Dans un article de 2006 – A 20-year retrospective survival study of fixed partial dentures – paru dans The International Journal of Prosthodontics, De Backer et coll. se sont penchés sur le taux de survie de 322 bridges céramo-métalliques dento-portés (193 patients) réalisés par des étudiants en chirurgie-dentaire entre 1974 et 1992. Les bridges avec cantilever ont été exclus de l’étude. Les patients porteurs de ces prothèses ont été rappelés au fil des années pour suivre un programme de maintenance comprenant de manière systématique : relevés des indices de plaque, profondeurs de poches, radiographies rétro-alvéolaires, dépistages de caries secondaires, contrôles de la rétention des bridges, ré-enseignement de la technique d’élimination de la plaque dentaire et soins parodontaux le cas échéant.
Au cours de ces réévaluations, 2 types de complications sont apparues :
- Les complications réversibles permettant une intervention sur les dents support et/ou le rescellement du bridge
- Les complications irréversibles conduisant à la perte définitive du bridge
RÉSULTATS
Les résultats de l’étude sont :
- Après 20 ans, 66,2% des bridges sont toujours en place ;
- La durée de vie des bridges est inversement proportionnelle à la longueur de la travée : plus le bridge est long est plus le risque augmente.

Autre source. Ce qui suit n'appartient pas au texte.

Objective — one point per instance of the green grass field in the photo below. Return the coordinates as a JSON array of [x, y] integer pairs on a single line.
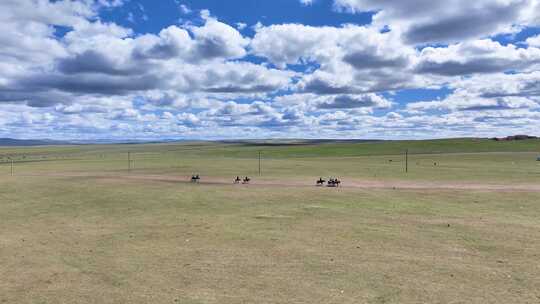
[[77, 227]]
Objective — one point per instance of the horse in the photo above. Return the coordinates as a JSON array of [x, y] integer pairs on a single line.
[[334, 182]]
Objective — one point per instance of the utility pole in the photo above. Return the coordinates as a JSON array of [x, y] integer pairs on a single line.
[[407, 161], [259, 163]]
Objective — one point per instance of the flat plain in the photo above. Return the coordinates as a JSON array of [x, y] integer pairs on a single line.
[[461, 226]]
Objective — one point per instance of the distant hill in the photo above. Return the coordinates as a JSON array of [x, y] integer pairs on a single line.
[[11, 142]]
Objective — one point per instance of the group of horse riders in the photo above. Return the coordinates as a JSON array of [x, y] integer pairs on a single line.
[[332, 182], [246, 180], [237, 180]]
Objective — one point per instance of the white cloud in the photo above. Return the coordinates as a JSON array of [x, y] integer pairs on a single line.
[[425, 21]]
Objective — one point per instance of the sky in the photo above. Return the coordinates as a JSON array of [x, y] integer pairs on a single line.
[[257, 69]]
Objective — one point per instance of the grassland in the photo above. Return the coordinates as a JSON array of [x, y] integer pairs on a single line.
[[77, 227]]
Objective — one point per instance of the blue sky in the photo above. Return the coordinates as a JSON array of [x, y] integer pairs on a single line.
[[209, 69]]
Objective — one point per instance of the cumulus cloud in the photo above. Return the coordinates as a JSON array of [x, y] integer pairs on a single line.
[[480, 56], [66, 71], [424, 21]]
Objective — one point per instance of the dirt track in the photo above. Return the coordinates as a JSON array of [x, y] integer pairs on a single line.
[[347, 183]]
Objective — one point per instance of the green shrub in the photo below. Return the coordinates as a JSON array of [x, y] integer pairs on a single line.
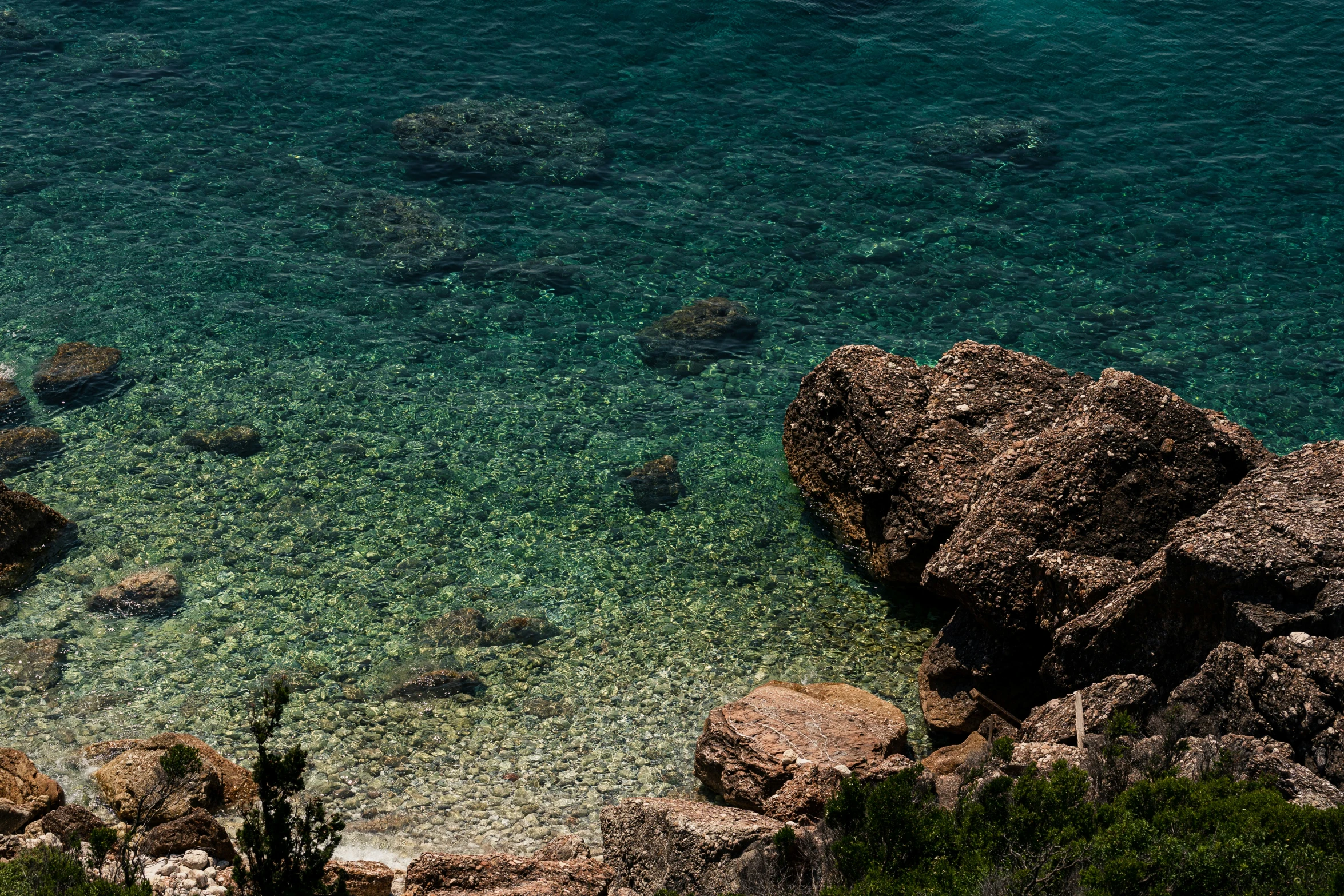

- La présence d’une ou plusieurs reconstitutions corono-radiculaire sur une/des dent(s) pilier(s) diminue très significativement la durée de vie du bridge comparativement aux bridges réalisés sur dents vitales (56,7% Vs 77,4%);
- Les bridges sur dents vitales durent plus longtemps à la mandibule qu’au maxillaire supérieur (87,6% Vs 68,6%) ;
La répartition des complications irréversibles est représentée ici :
- L’apparition d’une complication réversible dans les 2 premières années de service présage fortement de l’apparition d’une complication irréversible dans les 6 années qui suivent ;
- Il existe un lien évident entre le taux de survie des bridges et la capacité du patient à maintenir une bonne hygiène bucco-dentaire.
DISCUSSION
Pas de scoop dans cette étude, en tout cas rien qui ne va à l’encontre du bon sens.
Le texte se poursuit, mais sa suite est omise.